Dari sebrang Karry terdiam beberapa detik. Charlotta merasa ada sesuatu yang tidak enak. Jangan-jangan ia ingin membuka kartunya di depan Jackson? Oh tidak. Jangan. Jangan. Biar semua orang tahu kalau kau itu pacarku!!
"Dia pacar bohonganku." Jawaban Karry meruntuhkan seluruh dunia Charlotta. Bagus. Ia tidak bisa menjauh dari Jackson mulai dari sekarang.
"Bohongan?" Jackson menoleh ke arahnya sekilas, kerut tidam pahan menguasai dahinya.
"Kau masih belum mengerti juga? Aku menyewa Charlotta supaya ibu menyingkirkan Cindy dari perjodohan ini," kata Karry. Charlotta menyerah. Ia tidak bisa mencegah apa-apa lagi. Terpaksa, ia harus memikirkan cara lain untuk menarik perhatiannya dalam artian yang sesungguhnya.
"Kalian pacaran bohongan supaya bisa menyingkirkan Cindy yang kelihatannya sangat tangguh itu? Hey, Karry, Cindy diberi amunisi atas nama keluarga Young dan ayahmu sendiri. Kau memiliki senjata rahasia apa memang supaya memperkuat sandiwara kalian?" Kata-kata Jackson membungkam Karry. Mendadak, cowok serampangan itu menjadi bijaksana. Mungkin karena dia sudah mengetahui permasalahan ini sejak dulu, jadi ia bisa mengambil pendapat dari sudut pandangnya.
Charlotta melirik Karry yang termenung. Pikiran cowok itu seperti berkecamuk.
"Tapi, sebetulnya aku senang mendengar kebenaran itu," Jackson bergerak mundur, menyandarkan punggung ke kursi plastik itu.
Tiba-tiba cowok itu tersenyum lebar menoleh ke arahnya. "Jadi, sainganku bukan siapa-siapa, bukan?"
Charlotta mengerang kecil, membuang wajah ke arah lain. Berharap apa yang dia lihat tidak semakin menyusahkan misinya kali ini. Karry mengambil cangkirnya, perlahan menyesapnya.
"Hey, aku ini punya banyak fans, tahu. Tenang saja, aku bukan playboy seperti yang kau kira," ujar Jackson mempromosikan dirinya sendiri.
Astaga. Hal apa yang membuat ia memporomosikan dirinya sendiri kepadanya? Charlotta memang selalu gugup ditatap oleh mata penuh gairah itu, tapi hatinya hanya tertuju pada satu orang.
Kata-kata itu entah kenapa melejit cepat tiap kali mengingat wajah Jackson yang rupawan. Herannya, semakin ia teringat Jackson, semakin kuat keyakinannya itu terhadap perasaannya sendiri.

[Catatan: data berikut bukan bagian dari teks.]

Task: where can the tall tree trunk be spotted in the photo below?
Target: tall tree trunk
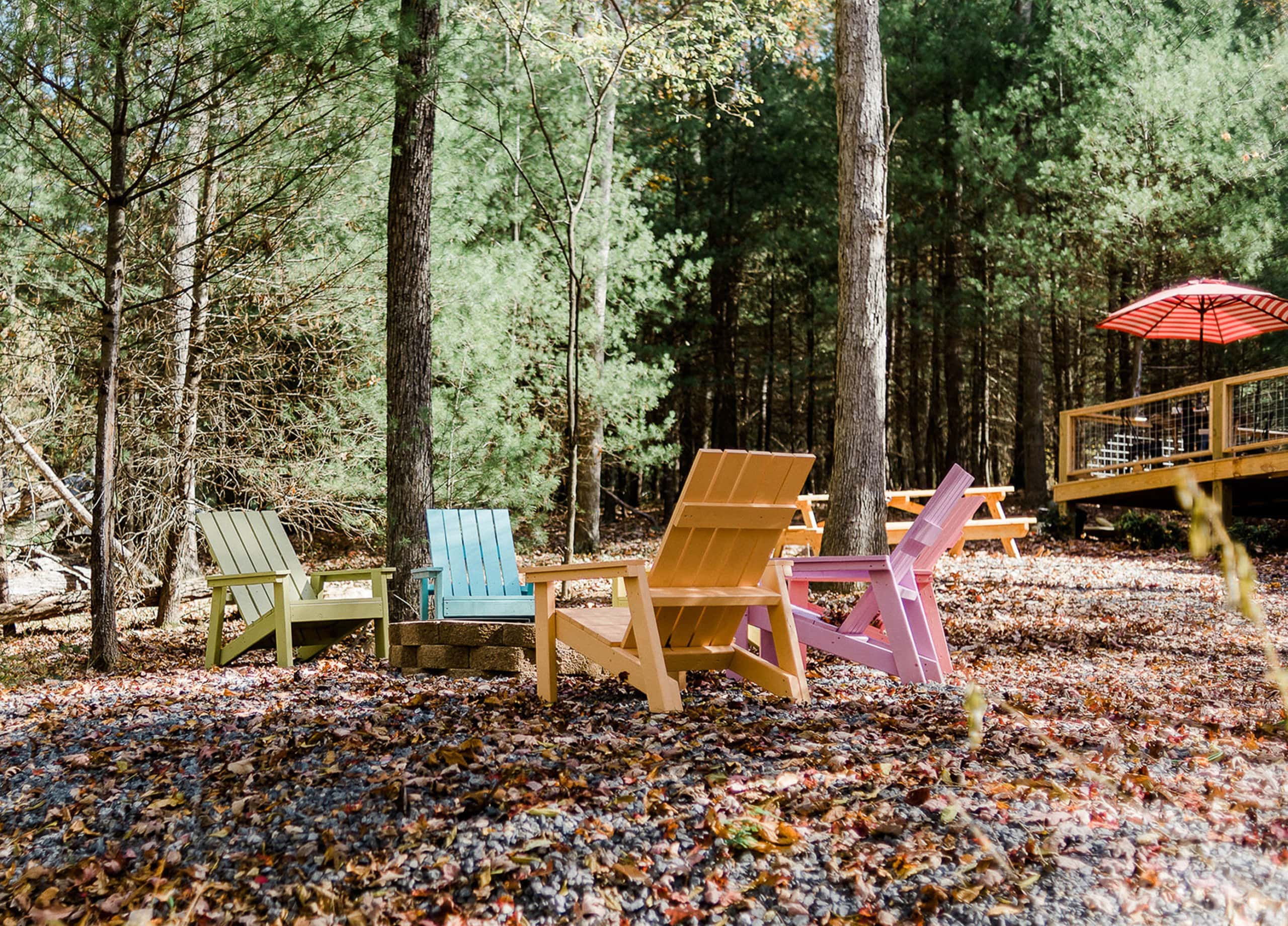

Mungkin detik ini ia berani mengakuinya.
Tiba-tiba ia merasa malu menatap Karry yang terdiam.
"Mulai besok, langsung pulang dari sekolah. Jackson akan menunggumu di studio satu untuk mulai pelajaran tarinya," kata Karry datar.
Charlotta mengangkat wajah cepat. "Lalu, kau?"
"Aku?" tanya Karry menatapnya bingung.
"Tentu saja menikmati waktuku sendiri."
Charlotta memberenggut. Tidak setuju mendengar perkataan itu. Seharusnya Karry menemaninya atau setidaknya membantunya juga belajar dansa. Kalau Karry sama sekali tidak membantunya dan menemaninya itu artinya...
"Aku punya pelajaran yang paling bagus untuk dipelajari untuk pemula sepertimu. Persiapkan dirimu untuk besok, oke!" seru Jackson penuh semangat. Matanya seperti berbinar, tak sabar menunggu besok. Dengan pasrah, Charlotta hanya menghela napas sambil menunduk.
"Terima kasih. Mohon bantuannya."
Tanpa menyadari, Karry yang mencuri senyum lemah Charlotta dari balik cangkir tehnya.